So, when the trailer for “Girls Trip” was released in January, it was cause for concern in some quarters: Would a comedy about black women behaving badly perpetuate harmful stereotypes? Fortunately, the answer is (mostly) no.
Directed by Malcolm D. Lee (“The Best Man,” “Barbershop: The Next Cut”), this latest girlfriends gone wild film centers on Ryan (Regina Hall), a poised, successful author who has written a book titled “You Can Have It All” and is happily/lucratively married to an ex-NFL player (Mike Colter). When she’s invited to speak at a New Orleans music festival celebrating black women, she decides to bring her college pals with her. There’s Sasha (Queen Latifah), a journalist with a celebrity gossip website; Dina (Tiffany Haddish), a fiercely loyal wild child; and Lisa (Jada Pinkett Smith), a divorced single mother. Together, they make up the legendary Flossy Posse.
Chaos predictably ensues. Absinthe is involved at one point. So are lamps and grapefruits. There is a dance-off and a catfight (speaking of stereotypes). There is debauchery and black girl magic all around, and the four women truly seem like best friends.

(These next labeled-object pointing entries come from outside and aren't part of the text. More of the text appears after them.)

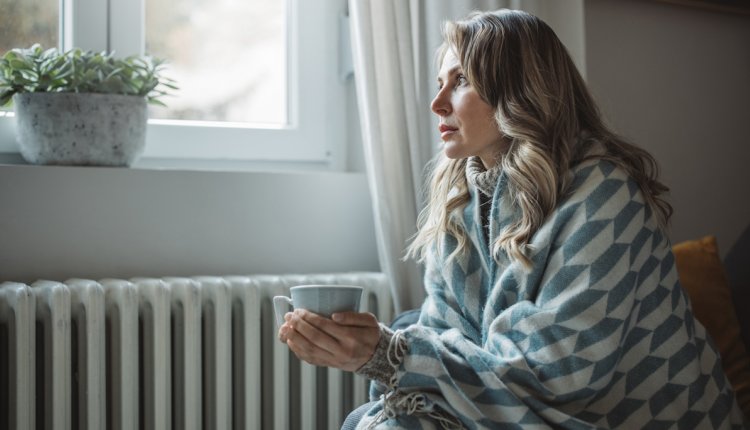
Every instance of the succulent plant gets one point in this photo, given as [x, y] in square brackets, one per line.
[34, 70]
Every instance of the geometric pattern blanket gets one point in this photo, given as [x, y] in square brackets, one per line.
[597, 334]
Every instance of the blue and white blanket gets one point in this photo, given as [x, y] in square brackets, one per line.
[598, 334]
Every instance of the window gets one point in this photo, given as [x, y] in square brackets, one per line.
[292, 108]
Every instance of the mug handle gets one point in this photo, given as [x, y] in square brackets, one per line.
[279, 309]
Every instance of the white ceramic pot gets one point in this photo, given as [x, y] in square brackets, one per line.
[80, 128]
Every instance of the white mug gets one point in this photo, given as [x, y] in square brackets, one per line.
[324, 300]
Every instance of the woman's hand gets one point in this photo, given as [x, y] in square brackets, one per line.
[346, 341]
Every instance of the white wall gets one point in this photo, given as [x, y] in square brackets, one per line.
[676, 80]
[61, 222]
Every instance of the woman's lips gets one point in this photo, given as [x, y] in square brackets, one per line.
[446, 130]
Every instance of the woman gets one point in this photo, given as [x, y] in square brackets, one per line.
[552, 295]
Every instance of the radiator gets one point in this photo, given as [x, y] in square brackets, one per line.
[182, 353]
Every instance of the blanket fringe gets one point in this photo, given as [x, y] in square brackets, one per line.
[395, 401]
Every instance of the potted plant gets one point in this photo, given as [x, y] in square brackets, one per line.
[80, 108]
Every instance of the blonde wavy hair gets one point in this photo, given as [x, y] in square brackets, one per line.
[516, 62]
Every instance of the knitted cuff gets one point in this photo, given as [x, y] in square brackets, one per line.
[378, 368]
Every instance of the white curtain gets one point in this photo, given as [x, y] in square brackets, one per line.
[393, 46]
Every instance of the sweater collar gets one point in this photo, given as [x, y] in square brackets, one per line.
[484, 180]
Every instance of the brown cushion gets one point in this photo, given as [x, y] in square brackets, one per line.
[702, 276]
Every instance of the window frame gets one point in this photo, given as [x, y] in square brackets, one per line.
[316, 99]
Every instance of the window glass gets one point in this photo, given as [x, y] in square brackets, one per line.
[228, 58]
[25, 22]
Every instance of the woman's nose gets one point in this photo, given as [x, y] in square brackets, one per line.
[440, 104]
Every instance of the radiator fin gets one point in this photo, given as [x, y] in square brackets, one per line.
[163, 353]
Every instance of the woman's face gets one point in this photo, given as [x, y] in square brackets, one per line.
[467, 123]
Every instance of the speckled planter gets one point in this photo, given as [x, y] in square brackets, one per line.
[80, 129]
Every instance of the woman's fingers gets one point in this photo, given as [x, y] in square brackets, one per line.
[322, 341]
[355, 319]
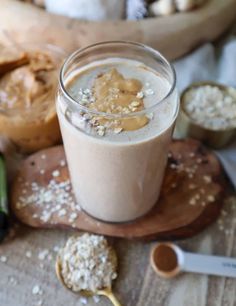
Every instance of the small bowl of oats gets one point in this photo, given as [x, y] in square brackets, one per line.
[208, 113]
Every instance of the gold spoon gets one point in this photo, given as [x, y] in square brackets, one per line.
[106, 291]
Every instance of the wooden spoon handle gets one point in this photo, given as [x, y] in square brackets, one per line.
[110, 295]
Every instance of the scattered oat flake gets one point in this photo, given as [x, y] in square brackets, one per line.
[118, 130]
[28, 254]
[56, 248]
[149, 92]
[3, 258]
[62, 212]
[43, 254]
[140, 95]
[207, 179]
[13, 281]
[62, 163]
[83, 301]
[36, 290]
[210, 198]
[55, 173]
[96, 298]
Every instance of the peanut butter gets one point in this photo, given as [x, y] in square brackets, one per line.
[27, 90]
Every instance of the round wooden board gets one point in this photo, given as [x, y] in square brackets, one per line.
[173, 35]
[173, 217]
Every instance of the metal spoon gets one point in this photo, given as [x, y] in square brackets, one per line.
[106, 291]
[168, 260]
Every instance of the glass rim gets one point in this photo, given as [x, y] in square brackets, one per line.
[150, 50]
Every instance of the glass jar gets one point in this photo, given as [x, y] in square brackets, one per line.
[27, 95]
[117, 177]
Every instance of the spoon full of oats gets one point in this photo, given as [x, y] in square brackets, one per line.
[87, 265]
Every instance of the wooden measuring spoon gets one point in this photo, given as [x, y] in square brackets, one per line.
[105, 291]
[167, 260]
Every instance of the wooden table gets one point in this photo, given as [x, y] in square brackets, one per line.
[136, 285]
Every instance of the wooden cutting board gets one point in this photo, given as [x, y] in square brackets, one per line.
[173, 35]
[191, 198]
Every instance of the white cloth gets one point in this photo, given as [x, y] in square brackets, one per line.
[209, 63]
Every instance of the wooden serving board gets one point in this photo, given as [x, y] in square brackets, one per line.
[175, 215]
[173, 35]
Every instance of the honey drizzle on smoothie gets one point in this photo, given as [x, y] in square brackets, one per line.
[116, 95]
[112, 93]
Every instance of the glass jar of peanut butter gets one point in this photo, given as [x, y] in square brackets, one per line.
[28, 82]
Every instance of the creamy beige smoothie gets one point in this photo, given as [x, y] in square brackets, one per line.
[117, 145]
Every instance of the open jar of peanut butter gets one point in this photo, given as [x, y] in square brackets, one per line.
[28, 81]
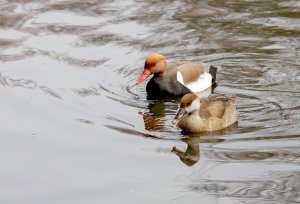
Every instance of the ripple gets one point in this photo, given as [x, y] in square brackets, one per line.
[65, 18]
[277, 187]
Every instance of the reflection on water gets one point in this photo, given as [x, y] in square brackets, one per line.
[69, 107]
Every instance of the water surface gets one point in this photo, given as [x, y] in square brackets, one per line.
[74, 129]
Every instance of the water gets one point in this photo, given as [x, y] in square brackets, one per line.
[74, 129]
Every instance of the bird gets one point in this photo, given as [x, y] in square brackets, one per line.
[206, 114]
[176, 79]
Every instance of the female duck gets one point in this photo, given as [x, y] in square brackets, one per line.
[176, 79]
[206, 114]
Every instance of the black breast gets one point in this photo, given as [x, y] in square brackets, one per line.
[161, 87]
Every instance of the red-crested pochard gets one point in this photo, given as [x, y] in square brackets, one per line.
[176, 79]
[206, 114]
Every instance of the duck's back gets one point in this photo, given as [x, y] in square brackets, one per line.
[160, 87]
[219, 112]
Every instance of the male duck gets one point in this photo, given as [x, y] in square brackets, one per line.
[206, 114]
[176, 79]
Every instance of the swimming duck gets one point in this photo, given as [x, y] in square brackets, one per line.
[176, 79]
[206, 114]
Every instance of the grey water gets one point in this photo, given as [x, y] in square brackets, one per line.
[75, 129]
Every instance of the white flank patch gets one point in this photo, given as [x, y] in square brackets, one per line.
[203, 82]
[180, 78]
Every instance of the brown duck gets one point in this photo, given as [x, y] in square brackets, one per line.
[206, 114]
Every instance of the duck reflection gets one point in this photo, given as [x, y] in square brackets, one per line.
[191, 155]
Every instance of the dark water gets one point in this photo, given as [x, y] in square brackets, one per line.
[74, 130]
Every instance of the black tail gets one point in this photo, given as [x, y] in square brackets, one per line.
[213, 73]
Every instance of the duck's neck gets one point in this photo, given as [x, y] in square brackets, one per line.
[161, 69]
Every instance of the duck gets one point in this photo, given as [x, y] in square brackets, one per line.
[206, 114]
[176, 79]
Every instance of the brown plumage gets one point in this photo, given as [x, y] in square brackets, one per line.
[206, 114]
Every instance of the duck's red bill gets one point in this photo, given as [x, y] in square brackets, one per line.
[143, 76]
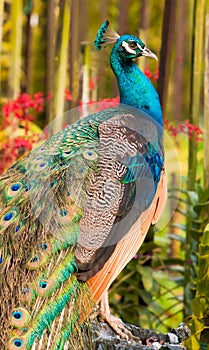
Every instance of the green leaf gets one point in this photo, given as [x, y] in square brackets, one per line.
[200, 305]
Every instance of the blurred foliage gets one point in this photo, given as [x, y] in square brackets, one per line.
[163, 283]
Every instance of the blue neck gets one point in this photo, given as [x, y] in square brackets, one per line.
[135, 88]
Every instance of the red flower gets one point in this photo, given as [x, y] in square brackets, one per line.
[68, 96]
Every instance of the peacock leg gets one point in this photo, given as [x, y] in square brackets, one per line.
[114, 322]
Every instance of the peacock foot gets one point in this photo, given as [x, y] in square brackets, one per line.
[114, 322]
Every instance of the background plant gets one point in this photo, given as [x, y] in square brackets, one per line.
[48, 65]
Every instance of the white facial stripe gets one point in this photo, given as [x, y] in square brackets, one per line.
[139, 46]
[125, 44]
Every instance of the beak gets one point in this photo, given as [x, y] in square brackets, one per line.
[146, 52]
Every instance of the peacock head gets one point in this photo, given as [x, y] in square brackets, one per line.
[127, 46]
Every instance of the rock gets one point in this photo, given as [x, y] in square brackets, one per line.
[104, 338]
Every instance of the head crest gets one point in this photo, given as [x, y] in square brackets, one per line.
[106, 35]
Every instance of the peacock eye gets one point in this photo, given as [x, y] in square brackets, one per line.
[132, 45]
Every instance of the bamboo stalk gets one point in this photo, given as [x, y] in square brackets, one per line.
[16, 44]
[1, 32]
[62, 65]
[165, 52]
[206, 102]
[50, 56]
[196, 81]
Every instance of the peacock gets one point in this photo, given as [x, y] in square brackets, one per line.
[77, 208]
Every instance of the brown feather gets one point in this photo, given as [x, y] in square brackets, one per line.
[130, 244]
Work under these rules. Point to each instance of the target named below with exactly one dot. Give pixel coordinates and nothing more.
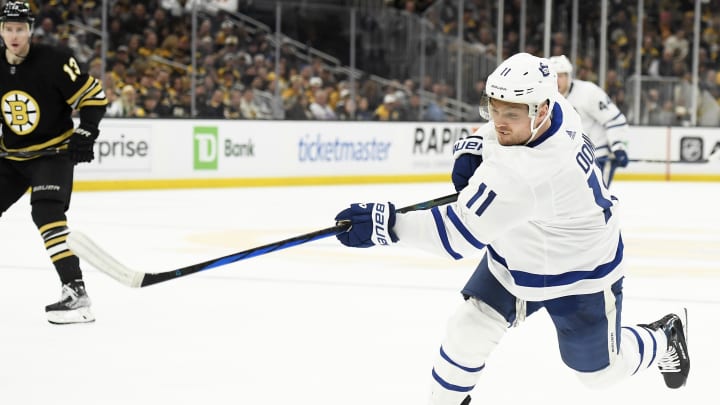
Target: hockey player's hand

But not everything is fun and frivolity. Ryan’s husband is cheating on her with an Instagram model. Sasha is broke. There’s an unresolved beef between the girlfriends, along with a surprising number of heartwarming moments.

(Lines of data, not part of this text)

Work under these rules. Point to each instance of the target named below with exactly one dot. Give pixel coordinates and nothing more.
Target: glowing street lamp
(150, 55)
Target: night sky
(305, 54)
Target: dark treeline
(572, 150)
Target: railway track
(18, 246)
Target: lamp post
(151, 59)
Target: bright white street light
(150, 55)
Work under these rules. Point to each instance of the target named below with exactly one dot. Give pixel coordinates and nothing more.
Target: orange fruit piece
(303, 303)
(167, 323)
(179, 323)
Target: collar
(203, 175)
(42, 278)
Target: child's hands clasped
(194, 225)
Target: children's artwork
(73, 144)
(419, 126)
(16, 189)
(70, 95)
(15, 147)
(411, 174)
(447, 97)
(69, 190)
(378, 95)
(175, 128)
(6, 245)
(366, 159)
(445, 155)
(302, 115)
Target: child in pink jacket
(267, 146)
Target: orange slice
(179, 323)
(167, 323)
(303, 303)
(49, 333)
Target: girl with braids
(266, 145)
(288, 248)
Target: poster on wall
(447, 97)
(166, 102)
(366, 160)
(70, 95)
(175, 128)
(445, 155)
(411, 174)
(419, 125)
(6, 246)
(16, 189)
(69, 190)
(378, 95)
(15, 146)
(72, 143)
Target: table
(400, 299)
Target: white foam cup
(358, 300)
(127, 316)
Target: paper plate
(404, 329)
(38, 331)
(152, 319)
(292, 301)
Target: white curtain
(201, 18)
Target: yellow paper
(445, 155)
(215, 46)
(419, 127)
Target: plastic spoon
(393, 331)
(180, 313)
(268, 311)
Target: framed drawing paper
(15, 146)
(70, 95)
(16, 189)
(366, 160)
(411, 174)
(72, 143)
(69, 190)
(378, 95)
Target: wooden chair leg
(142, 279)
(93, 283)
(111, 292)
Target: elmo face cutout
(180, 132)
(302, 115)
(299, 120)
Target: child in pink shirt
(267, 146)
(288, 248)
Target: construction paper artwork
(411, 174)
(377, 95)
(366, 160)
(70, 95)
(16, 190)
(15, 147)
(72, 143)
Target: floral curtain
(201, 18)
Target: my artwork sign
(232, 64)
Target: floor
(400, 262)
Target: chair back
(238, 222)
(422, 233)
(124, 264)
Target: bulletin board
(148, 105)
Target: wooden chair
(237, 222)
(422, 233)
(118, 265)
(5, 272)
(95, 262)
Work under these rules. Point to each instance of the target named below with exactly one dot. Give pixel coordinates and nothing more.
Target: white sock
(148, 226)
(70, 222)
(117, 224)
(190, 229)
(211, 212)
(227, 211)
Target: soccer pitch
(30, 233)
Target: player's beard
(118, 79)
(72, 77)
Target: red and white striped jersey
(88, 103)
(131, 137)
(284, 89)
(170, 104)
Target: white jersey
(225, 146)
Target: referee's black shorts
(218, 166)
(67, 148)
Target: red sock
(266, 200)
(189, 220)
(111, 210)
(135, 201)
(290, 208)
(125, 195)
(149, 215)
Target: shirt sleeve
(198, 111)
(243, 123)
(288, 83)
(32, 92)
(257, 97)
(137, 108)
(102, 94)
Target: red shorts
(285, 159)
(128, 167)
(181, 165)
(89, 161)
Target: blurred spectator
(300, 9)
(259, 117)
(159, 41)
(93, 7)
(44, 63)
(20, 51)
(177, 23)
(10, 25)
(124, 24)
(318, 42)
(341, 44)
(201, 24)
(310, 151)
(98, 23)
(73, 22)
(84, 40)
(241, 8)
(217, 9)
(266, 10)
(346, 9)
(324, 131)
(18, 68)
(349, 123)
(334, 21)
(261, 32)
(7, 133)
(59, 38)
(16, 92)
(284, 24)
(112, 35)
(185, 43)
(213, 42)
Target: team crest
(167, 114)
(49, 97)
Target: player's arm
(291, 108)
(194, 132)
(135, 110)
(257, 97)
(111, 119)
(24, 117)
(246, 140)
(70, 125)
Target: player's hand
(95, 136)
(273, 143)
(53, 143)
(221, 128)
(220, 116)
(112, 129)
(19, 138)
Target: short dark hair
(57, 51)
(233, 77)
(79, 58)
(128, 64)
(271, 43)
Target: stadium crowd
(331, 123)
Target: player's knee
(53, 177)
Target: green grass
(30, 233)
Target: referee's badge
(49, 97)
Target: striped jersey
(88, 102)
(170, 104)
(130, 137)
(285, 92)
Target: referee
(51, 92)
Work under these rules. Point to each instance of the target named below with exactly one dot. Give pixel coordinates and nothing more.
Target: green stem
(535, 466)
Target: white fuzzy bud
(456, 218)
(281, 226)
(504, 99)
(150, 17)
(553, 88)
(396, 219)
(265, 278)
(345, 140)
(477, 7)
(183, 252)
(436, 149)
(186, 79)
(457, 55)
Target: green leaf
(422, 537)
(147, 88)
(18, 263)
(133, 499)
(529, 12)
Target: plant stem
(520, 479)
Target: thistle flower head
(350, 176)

There’s also one scene that skillfully captures black feminism. Before appearing at the festival, Ryan has a gentle conversation with her white agent, Liz (Kate Walsh), about using colloquialisms that she “probably looked up on UrbanDictionary.com.” Liz completely misses the point, of course, but the inclusion of a moment that many black women experience repeatedly feels nothing short of revolutionary.
“Girls Trip” is a hilarious reminder that we all need a Flossy Posse to make us laugh until our sides ache and give it to us straight when no one else will. Black girl magic, indeed.
Directed by Malcolm D. Lee. Written by Kenya Barris, Karen McCullah, Erica Rivinoja, and Tracy Oliver. Starring Regina Hall, Queen Latifah, Tiffany Haddish, Jada Pinkett Smith, Mike Colter. At Boston Common, Fenway, suburbs. 122 minutes. R (sexual content, nudity, language).